Vinted, Nord Security, and Baltic Classifieds Group are not the only local innovators to embody the country’s strong start-up spirit. There are many other Lithuanian names that are already building a solid profile on the global stage by delivering innovative solutions.

  • Vinted, Lithuania’s first unicorn, valued at more than €3.5 billion, aims at making second-hand clothes the first choice around the world. Vinted’s offices are based in Vilnius, Berlin, Prague, Amsterdam, and Utrecht. These spots help the start-up operate in 21 markets. Today, Vinted has 80+ million members worldwide.
  • Baltic Classifieds Group is the leading online classifieds group in the Baltics, owning and operating fourteen leading vertical and generalist online classifieds portals in Estonia, Latvia, and Lithuania.

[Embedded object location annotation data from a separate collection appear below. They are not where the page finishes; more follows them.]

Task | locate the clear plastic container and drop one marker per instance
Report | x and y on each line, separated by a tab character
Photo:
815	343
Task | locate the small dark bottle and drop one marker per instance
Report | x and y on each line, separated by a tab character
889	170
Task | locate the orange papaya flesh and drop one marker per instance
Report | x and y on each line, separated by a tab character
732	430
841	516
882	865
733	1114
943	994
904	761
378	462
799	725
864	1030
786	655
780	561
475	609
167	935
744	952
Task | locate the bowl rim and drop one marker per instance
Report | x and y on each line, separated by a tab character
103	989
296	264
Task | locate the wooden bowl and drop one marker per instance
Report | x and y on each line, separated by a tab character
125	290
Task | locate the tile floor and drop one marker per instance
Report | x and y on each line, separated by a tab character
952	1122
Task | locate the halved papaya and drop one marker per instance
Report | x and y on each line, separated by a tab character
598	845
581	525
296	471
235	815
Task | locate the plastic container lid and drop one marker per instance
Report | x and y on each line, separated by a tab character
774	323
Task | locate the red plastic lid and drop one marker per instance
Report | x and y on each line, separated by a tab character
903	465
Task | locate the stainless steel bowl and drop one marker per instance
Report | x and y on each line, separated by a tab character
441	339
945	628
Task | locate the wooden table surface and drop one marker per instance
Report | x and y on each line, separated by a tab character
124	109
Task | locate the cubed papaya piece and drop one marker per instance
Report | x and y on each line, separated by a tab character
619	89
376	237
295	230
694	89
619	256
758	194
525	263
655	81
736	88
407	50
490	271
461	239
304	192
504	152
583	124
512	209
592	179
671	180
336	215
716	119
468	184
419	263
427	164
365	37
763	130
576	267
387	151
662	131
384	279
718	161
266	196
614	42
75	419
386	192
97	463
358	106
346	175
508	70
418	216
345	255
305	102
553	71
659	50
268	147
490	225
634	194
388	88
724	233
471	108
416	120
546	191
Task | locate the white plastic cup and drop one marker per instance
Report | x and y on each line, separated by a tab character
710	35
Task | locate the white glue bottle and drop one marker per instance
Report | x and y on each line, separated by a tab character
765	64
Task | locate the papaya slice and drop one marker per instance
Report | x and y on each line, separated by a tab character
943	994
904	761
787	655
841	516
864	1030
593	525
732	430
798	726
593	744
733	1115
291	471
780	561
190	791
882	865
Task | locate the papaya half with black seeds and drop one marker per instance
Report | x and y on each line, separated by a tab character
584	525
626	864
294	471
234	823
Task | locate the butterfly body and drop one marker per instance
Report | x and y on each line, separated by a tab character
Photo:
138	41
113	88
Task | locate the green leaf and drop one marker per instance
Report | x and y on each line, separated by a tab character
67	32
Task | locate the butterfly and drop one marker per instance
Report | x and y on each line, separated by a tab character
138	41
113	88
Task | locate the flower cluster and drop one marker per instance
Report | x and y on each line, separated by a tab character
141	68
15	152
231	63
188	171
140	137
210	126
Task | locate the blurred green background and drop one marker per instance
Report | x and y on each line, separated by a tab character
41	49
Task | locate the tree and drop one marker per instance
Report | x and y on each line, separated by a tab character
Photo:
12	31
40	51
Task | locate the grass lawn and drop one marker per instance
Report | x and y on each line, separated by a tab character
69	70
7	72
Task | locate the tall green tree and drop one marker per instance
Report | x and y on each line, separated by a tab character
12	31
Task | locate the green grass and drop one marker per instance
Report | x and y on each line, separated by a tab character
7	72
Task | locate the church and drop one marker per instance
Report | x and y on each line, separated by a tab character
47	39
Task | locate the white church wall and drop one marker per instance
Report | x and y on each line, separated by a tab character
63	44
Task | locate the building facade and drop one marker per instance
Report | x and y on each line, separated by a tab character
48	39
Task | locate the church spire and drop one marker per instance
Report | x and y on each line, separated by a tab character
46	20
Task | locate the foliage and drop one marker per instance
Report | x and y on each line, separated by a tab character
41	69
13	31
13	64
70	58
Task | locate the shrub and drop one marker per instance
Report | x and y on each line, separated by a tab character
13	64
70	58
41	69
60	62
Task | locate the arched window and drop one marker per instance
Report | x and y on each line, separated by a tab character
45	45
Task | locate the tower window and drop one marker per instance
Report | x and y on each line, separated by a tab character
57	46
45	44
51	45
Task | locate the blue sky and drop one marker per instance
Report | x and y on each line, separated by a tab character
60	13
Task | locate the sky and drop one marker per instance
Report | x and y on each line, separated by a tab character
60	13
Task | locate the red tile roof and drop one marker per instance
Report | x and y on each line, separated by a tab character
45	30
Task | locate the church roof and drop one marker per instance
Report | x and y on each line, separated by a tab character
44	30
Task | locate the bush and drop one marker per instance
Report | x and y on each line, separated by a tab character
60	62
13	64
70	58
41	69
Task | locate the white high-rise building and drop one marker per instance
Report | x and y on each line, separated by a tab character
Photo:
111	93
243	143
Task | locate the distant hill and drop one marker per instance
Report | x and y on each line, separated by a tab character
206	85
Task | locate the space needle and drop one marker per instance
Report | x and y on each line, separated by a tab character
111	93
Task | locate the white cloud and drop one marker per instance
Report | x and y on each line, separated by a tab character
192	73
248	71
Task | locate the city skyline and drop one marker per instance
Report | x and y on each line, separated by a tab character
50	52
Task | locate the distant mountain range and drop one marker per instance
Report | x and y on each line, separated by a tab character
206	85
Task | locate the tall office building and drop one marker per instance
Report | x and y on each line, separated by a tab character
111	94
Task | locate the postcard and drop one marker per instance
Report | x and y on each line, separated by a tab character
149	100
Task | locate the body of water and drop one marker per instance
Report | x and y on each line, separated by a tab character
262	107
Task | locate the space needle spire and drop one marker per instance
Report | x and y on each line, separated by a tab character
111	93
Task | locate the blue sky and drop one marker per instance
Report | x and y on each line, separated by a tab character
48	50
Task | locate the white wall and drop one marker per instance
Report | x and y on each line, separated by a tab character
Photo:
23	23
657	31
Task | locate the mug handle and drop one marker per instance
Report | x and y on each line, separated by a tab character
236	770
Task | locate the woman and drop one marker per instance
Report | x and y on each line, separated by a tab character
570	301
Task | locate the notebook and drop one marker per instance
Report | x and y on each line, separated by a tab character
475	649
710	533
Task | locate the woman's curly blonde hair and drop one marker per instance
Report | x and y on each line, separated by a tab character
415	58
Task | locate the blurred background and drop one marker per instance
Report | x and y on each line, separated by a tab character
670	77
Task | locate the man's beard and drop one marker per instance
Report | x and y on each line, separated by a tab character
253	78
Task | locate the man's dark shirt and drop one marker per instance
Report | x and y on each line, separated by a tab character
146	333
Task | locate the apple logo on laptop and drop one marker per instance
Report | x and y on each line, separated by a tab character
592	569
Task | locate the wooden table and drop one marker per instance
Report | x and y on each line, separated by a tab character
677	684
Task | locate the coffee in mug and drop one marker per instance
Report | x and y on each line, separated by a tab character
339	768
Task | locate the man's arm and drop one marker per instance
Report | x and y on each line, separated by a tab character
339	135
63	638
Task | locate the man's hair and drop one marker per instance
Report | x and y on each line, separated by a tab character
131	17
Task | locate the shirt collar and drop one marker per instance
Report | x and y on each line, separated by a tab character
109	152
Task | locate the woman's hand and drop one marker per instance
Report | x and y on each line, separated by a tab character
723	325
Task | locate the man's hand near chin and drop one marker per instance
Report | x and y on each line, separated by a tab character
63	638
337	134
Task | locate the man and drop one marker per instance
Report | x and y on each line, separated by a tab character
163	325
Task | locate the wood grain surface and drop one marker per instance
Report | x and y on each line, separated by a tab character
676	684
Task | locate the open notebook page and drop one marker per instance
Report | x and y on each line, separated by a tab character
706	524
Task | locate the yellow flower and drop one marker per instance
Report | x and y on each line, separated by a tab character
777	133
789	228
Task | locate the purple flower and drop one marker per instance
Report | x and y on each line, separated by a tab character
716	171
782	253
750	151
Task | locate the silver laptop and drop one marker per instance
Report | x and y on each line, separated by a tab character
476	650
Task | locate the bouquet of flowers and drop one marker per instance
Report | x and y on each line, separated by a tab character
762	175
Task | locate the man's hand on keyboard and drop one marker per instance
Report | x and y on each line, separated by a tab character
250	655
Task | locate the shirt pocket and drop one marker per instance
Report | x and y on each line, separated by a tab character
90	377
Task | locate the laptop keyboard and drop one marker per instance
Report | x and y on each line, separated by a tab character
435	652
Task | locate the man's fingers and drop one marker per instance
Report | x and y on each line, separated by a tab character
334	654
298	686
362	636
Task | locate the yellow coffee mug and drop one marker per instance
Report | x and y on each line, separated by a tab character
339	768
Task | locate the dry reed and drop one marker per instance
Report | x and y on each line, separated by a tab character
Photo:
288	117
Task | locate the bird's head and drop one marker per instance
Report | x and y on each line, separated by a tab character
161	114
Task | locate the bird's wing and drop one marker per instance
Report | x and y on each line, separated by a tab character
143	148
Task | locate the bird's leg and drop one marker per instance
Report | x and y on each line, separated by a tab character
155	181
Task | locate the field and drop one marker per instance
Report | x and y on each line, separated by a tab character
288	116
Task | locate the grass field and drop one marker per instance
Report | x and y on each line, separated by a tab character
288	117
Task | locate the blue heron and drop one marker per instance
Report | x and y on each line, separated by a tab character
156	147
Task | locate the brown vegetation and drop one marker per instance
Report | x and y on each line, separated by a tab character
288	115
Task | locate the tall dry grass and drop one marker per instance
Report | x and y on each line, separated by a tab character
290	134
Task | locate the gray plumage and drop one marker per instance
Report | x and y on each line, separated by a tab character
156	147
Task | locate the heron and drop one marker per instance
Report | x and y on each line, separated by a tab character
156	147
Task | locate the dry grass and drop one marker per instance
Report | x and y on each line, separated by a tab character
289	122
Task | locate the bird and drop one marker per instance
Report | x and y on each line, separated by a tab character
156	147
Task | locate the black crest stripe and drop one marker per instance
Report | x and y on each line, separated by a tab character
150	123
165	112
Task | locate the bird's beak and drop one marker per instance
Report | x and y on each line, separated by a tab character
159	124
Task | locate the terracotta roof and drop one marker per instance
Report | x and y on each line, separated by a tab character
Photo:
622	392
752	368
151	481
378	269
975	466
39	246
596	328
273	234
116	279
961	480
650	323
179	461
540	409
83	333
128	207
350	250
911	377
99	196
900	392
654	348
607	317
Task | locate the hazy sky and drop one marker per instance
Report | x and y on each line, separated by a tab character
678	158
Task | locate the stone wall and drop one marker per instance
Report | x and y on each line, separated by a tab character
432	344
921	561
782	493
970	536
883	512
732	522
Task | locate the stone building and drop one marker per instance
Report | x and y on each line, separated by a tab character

  • Tesonet is one of the largest Lithuanian start-ups. Not only Tesonet is a proud creator and investor of over 15 various global products and projects, but it has also spun off several equally successful companies, such as Nord Security which became a unicorn in 2022. Tesonet offers solutions in cybersecurity, machine learning, technical support, and other areas.
  • Nord SecurityLithuania’s second unicorn, has raised $100 million from investors at a $1.6 billion valuation. The company is best known for its product NordVPN, one of the most popular VPNs in the world. Nord Security operates in 20 countries globally and is continuing to expand rapidly with over 200 open positions and 50% YoY headcount growth.
  • Trafi, a start-up founded in 2007, is not only offering mobility solutions in 10 countries, with branches in Paris and Berlin but plans on expanding in South America and Asia too. The solutions provided by Trafi are making a positive impact on over 50 million commuters around the world every month. The app promotes the use of the sharing economy, helping locals and travellers find the best way to get around the city. Trafi doesn’t just work with cities, however. The company’s tech is also used by Google, Lyft and Gojek.
  • Kilo Health is one of the leading digital health and wellness companies globally. With more than 4 million paying users worldwide (the majority of them in the United States), strong technology, and a digital marketing platform, Kilo Health provides unparalleled opportunities for entrepreneurial talents and visionaries to build digital health products of the future. The Financial Times has named Kilo Health the second fastest growing tech company in Europe. Much of this growth came last year when the company hired more than 600 people across the globe.